Mayor's Task Force Revamped as Fatal Overdoses Increase

The number of fatal drug overdoses so far this year are already close to eclipsing 2016's totals, according to the Vanderburgh County Coroner Steve Lockyear. Meanwhile, in order to better address drug use in Evansville, Mayor Lloyd Winnecke's No Meth Task Force has been revamped into the Substance Abuse Task Force.

So far this year, there have been 45 fatal overdoses, Lockyear said. That figure does not include cases in which toxicology test results are still pending. In 2016, there were 50 fatal overdoses. Of the 45 deaths so far in 2017, at least 15 of those are directly tied to heroin, fentanyl or some combination of the two.

"Overdoses overall have exploded this year," Lockyear said. "The concern we always have with heroin and fentanyl death are that they come in groups when we have a new fatal shipment , so to speak, comes to town."

The heroin epidemic has continued to shatter families, in addition to straining Lockyear's budget. The coroner's office hired an additional investigator whose caseload is already mounting, Lockyear said.

"We'll spend over $150,000 this year on the cost of investigating overdose deaths," Lockyear said. "The impact financially on the taxpayers is great. Even going past the overdose and investigation is the burial cost to the taxpayers and the families."

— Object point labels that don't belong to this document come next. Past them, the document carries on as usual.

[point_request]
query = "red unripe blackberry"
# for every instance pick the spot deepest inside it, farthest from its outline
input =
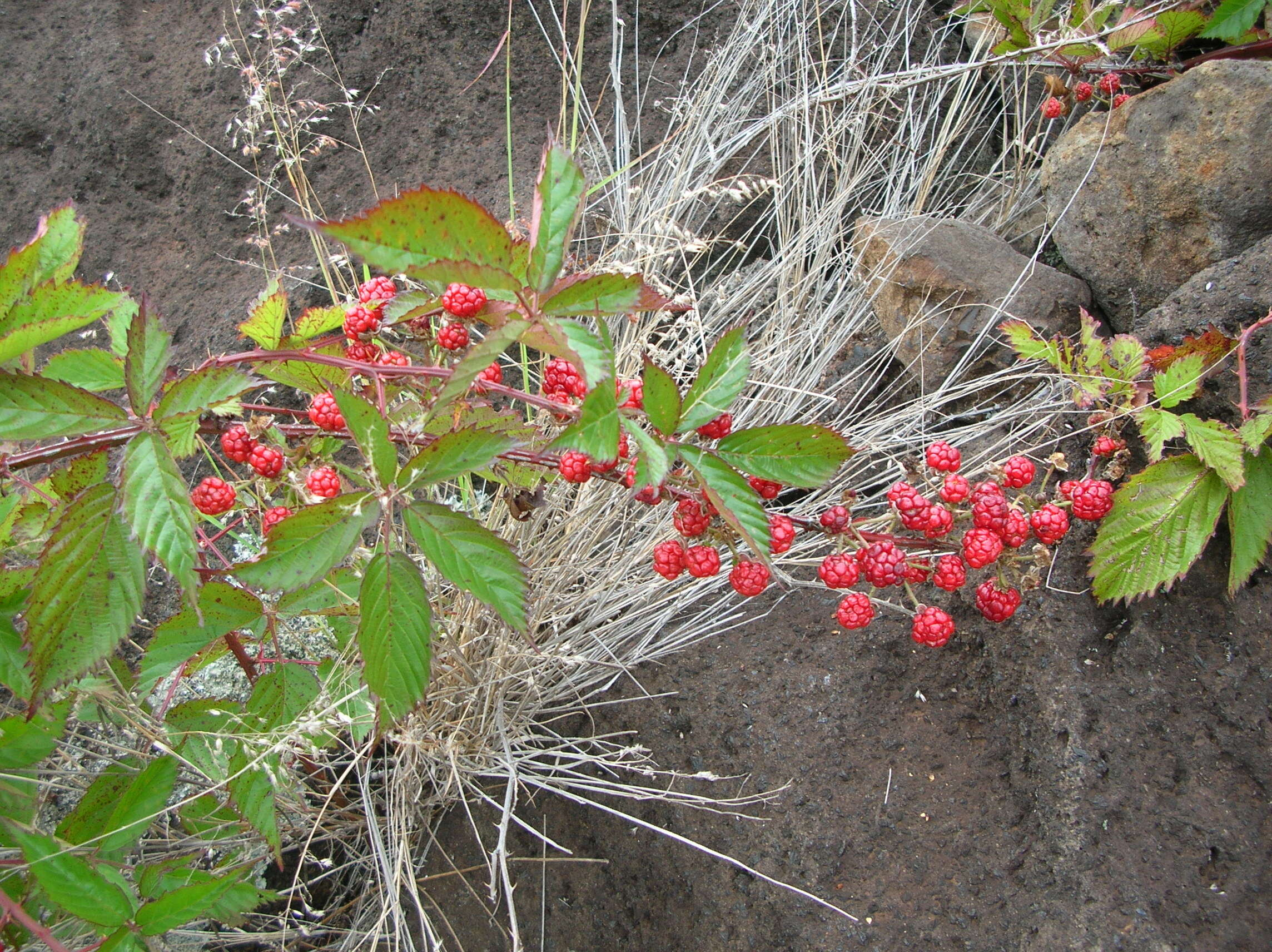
(838, 571)
(237, 443)
(1050, 523)
(266, 461)
(855, 610)
(933, 627)
(981, 548)
(718, 428)
(574, 466)
(703, 562)
(324, 482)
(1092, 499)
(943, 457)
(462, 301)
(325, 413)
(691, 519)
(836, 519)
(995, 604)
(669, 559)
(213, 497)
(883, 564)
(951, 573)
(748, 579)
(955, 489)
(1018, 471)
(453, 336)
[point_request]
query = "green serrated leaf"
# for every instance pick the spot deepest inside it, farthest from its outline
(471, 557)
(70, 882)
(1178, 382)
(395, 636)
(158, 509)
(1160, 522)
(224, 609)
(1218, 447)
(453, 455)
(87, 591)
(310, 544)
(1249, 519)
(420, 227)
(33, 408)
(733, 497)
(91, 369)
(796, 455)
(558, 205)
(149, 350)
(662, 398)
(719, 382)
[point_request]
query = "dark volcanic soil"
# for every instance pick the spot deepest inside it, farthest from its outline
(1074, 779)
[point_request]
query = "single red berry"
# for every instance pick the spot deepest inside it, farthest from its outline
(453, 336)
(669, 559)
(1092, 499)
(575, 466)
(377, 290)
(324, 482)
(951, 573)
(981, 548)
(272, 517)
(325, 413)
(767, 489)
(237, 443)
(462, 301)
(855, 610)
(781, 534)
(933, 627)
(836, 519)
(943, 457)
(955, 489)
(1015, 531)
(691, 518)
(359, 320)
(838, 571)
(883, 564)
(703, 562)
(748, 579)
(718, 428)
(213, 497)
(1018, 471)
(1050, 523)
(266, 461)
(996, 604)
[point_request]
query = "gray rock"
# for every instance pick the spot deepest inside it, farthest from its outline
(1176, 180)
(937, 284)
(1231, 294)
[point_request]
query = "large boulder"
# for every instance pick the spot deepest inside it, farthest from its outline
(937, 284)
(1176, 180)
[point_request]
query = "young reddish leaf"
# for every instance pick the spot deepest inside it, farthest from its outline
(395, 636)
(472, 558)
(156, 503)
(87, 591)
(33, 408)
(796, 455)
(1160, 522)
(421, 227)
(149, 349)
(719, 382)
(306, 547)
(558, 205)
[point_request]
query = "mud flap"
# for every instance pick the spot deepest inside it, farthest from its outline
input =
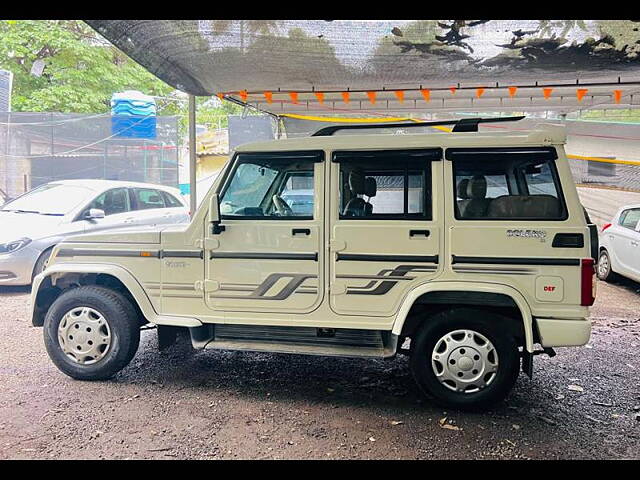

The growing number of overdoses comes as Mayor Winnecke's 'No Meth Task Force' has been broadened to include all forms of substance abuse. The new-look Substance Abuse Task Force features more than 20 professionals who deal with different aspects of substance abuse, including law enforcement, prevention, addiction treatment, public health and more.

The reason for the changes is due to the continued evolution of drug use in the city and county, Winnecke said. The task force hopes to compile data from various stakeholders in order to better identify and address substance abuse-related issues.

"Every institution that provides assistance to those who have substance abuse issues keeps records in a different way so we're trying to track records from our area hospitals, our health providers, treatment centers, law enforcement and the jail," Winnecke said.

While it has a new name and a new website, the task force's overall goals will be the same: help the community understand and effectively address the problem of substance abuse; promote effective ways to prevent substance abuse, and help promote access to treatment and recovery.

There's also the battle to overcome the stigma of addiction.

"We've often referred to people as addicts and junkies which carries, in many ways, a negative connotation," said Dr. William Wooten, the task force's chairman. "That stigma, according to researchers, is a major barrier to those seeking help. There's a lot of shame, guilt, remorse... about seeking help if you have a problem you don't want to tell anybody about."

Lockyear said the mayor's revamped task force is a great idea. More education and more awareness can only help, Lockyear said. Overall, it appears that local residents are beginning to fully realize how significant the issue is, Lockyear said.

"I think they are learning. It's become so prevalent and widespread that they know somebody or heard of somebody who has died from this," Lockyear said.

In addition to an increasing number of fatal drug overdoses, suicides are also experiencing a spike, Lockyear said. There have been a total of 38 suicides so far this year, compared to 40 total last year. A large majority of the suicides this year had some sort of substance abuse as a precursor, Lockyear said.